I'n not sure about the calendars - yes, calendars do display events. But they could be a much diverse monster, not only display wise. But yes, some default views should probably be provided
The above outlines, are more for a group of modules, rather than a single one. I'm trying to refactor the current event module, but have problems with my code reading skills. I'll try and demo something soon.
No doubt its a magnet for complexity
This one is going to requre alot of thought as you point out. Good luck and let me know if I can help.
my mindmap on the subject
I'm quite busy at work (iproms,4m and a few others), so I haven't done any coding, but just to keep you up-to date with my though train - here is a mind map. It's a sort of an attempt to structure what do I see. I'm concentrating at the moment on the event and the date/length/recurrence model as in the above RFCs.
Unfortunately, too many other ideas are constantly coming, so it's a bit slow, or I need more discipline.
an update to the map
I've exported the above map as well as a summary of ical recursion rules as xhtml from vym. The recursion rules map is based on the rfc, I haven't verified it, so it may be partially incorrect, but reflects the spirit of the specification. The reason for going through the pain of reading specifiactions is that when factoring this functionality for drupal, I want it to be a correct subset of ical, and its rdf equivalent.
i find this really interestin
i find this really interesting!
it also made me think of the phpicalendar project : http://phpicalendar.net
if you could also "squeeze in" some sort of member calendar functionality and a mulitple calendar view based upon each members calendar for it would be perfect.
i know it's a long shot, but have you got any eta. on this project?
:water
No eta for the time being
No, but will try and put an implementation/release schedule.
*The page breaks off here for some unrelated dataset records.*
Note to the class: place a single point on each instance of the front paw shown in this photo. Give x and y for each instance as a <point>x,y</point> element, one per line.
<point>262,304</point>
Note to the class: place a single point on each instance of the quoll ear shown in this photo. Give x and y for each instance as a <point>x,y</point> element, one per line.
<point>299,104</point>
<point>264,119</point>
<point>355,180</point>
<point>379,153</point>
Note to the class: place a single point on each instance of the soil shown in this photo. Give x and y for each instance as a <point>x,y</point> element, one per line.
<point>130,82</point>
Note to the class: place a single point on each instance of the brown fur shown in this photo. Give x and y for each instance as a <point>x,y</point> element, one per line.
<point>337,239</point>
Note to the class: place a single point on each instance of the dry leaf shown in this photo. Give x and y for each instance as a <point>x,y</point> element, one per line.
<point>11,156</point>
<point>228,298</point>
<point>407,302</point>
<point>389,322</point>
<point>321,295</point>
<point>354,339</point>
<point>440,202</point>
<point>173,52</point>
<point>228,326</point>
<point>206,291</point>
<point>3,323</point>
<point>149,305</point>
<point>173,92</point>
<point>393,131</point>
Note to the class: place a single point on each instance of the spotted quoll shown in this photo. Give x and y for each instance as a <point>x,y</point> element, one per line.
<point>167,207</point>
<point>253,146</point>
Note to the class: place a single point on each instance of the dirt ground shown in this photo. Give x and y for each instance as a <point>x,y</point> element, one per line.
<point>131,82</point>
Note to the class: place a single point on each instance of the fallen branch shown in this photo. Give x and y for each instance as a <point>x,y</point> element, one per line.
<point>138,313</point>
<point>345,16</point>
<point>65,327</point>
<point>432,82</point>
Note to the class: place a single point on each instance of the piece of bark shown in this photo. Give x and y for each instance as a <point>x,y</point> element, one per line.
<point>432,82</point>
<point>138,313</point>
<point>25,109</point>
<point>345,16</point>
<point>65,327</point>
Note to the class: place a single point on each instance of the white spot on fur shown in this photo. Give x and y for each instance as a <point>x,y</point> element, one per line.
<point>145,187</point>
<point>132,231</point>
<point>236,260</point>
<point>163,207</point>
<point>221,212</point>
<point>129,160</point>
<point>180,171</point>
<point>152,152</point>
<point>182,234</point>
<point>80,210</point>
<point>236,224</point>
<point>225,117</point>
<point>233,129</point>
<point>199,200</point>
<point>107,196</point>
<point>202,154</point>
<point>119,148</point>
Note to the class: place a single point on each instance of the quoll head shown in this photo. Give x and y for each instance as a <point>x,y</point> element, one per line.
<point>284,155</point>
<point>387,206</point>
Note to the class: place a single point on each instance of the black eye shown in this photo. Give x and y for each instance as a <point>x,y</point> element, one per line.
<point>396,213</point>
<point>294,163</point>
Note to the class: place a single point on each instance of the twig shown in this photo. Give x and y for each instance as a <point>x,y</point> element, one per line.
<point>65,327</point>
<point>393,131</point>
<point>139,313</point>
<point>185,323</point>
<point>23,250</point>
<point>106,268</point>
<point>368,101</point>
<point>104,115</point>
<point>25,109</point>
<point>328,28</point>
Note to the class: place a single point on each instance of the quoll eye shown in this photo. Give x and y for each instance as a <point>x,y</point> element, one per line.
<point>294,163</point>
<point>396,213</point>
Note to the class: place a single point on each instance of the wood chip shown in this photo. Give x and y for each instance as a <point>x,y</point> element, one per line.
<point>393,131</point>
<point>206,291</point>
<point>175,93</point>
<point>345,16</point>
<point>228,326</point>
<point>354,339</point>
I need it ASAP, this means I'm putting some time into it.
anything I can help with?
I'm seriously considering using Drupal for my organization's site (http://bsp.berkeley.edu), but it partially depends on being able to have each of our (approximately) 1200 students and 10 or so staff members having their own calendar. Thus, I'm very interested in furthering the state of Drupal's calendaring system.
Having personal calendars
Having personal calendars will involve very little coding these days. Maybe none, depending on use case. At the moment you can have calendars filtered by category and content type, when you throw in the permissions system the possibilities are big. If nothing is suitable, you could implement a user filter for the calendar views. But in a lot of cases that wouldn't be nessesary.